I say yes.  Does anybody really think Pitt is the second best team in the ACC?  Or that Northwestern is the second best team in the Big Ten?  Divisions were set up to make sure that teams would have common opponents year-in and year-out in an effort to create or maintain rivalries.  Instead, we are now left with conference championship games that are more underwhelming (albeit, on paper) than what they otherwise could be.  Due to the size of the Power 5 conferences, not everyone’s conference record is created equally even though two team’s conference records may be the same.  This also means that the size of conferences does not allow a way to perfectly schedule evenly for every team, but it could still be improved from the current format.  I’d rather do away with divisions and have the two best teams from each conference play at the end of the year to determine a champion.  Schedule the common rivalry opponents every year anyways, divisions are silly and unnecessary.

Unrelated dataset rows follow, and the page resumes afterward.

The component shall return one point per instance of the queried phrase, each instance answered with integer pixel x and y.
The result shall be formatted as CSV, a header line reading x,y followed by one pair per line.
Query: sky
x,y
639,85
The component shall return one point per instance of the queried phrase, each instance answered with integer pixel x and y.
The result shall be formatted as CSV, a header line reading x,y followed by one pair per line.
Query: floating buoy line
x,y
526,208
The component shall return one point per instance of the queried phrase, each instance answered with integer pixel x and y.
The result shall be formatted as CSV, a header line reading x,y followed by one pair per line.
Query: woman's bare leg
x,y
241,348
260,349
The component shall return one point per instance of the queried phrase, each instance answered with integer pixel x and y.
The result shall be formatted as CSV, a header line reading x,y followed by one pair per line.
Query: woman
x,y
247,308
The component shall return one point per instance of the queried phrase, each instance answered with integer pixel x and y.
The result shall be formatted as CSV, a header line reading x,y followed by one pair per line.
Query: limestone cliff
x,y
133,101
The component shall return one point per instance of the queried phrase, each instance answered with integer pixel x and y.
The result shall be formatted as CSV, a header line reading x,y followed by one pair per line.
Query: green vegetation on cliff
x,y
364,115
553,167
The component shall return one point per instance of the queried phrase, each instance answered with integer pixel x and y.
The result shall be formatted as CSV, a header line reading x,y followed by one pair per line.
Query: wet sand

  1. Where will transfer QBs go?

Transfer quarterbacks have been very impactful this season, and I expect the trend to continue next fall.  Two Heisman contenders (Will Grier and Kyler Murray) emerged after switching schools, and Shea Patterson’s impact on the Michigan offense was evident.  Next year, there could be more big names that change teams.  Jalen Hurts may ready to depart from Alabama after seeing plenty of action behind Tua, but none of it has been very meaningful as the Heisman front-runner seized control of the position.  Kelly Bryant has already taken a few visits and will continue to be highly sought after.  A name to keep an eye on as a potential mover is Justin Fields.  Jake Fromm appears to be the guy for Kirby Smart even with Fields getting playing time with packages implemented to get him on the field.  Fields likely will want to “run the show” solo somewhere, and could relocate from Athens to do so.  There will undoubtedly be other quarterbacks that look to move for a better opportunity as well.

I’ll be back with a New Year’s Six preview in a few weeks.  As always, thank you for reading.